The Twickenham Museum
Exhibitions : Villages on the River

Whitton
Whitton is first mentioned around 1200.

Whitton Place in 1786
Whitton is not mentioned separately in the Domesday survey of 1086, but it is estimated that the population then was about five households. Whitton is first mentioned around 1200 in a document listing land converted to arable use, although it had probably been settled in the 10th or 11th centuries. By the 13th century Whitton's limits were defined. These boundaries were confirmed with the founding of Whitton parish and its church of St Philip and St James, built in 1862.

17th century maps show Whitton as a hamlet centred on the crossroads where the present Nelson and Kneller Roads and Whitton Dene meet.

Whitton was included in the Local Board for Twickenham in 1868 and this became the Urban District Council in 1895.

There was no central shopping street in Whitton until 1932. In the 19th century a few shops had opened in Hounslow, Nelson and Kneller Roads.
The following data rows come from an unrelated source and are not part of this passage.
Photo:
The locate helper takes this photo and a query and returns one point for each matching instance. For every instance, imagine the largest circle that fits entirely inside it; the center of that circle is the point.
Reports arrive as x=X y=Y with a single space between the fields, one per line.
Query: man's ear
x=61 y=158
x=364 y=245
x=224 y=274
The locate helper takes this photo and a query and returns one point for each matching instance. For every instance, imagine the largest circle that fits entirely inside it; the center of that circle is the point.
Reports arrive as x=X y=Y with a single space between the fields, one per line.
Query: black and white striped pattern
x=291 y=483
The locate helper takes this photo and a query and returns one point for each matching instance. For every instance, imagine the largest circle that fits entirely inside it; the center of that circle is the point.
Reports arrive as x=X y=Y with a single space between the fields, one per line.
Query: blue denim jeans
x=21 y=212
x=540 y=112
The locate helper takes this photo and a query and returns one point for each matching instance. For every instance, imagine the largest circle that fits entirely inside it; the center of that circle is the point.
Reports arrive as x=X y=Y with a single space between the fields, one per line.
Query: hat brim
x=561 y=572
Expansion started with the opening of a railway station in 1930 and in the following decade most of the present housing stock was built. To cater for the enormous population increase, the stretch of Percy Road from the Nelson public house to the railway, until then a quiet country lane, was planned as a new High Street. The first shops were opened in 1931 and at the outbreak of the second world war in 1939 there were 96 businesses in operation. Further development of vacant plots took place, after the war.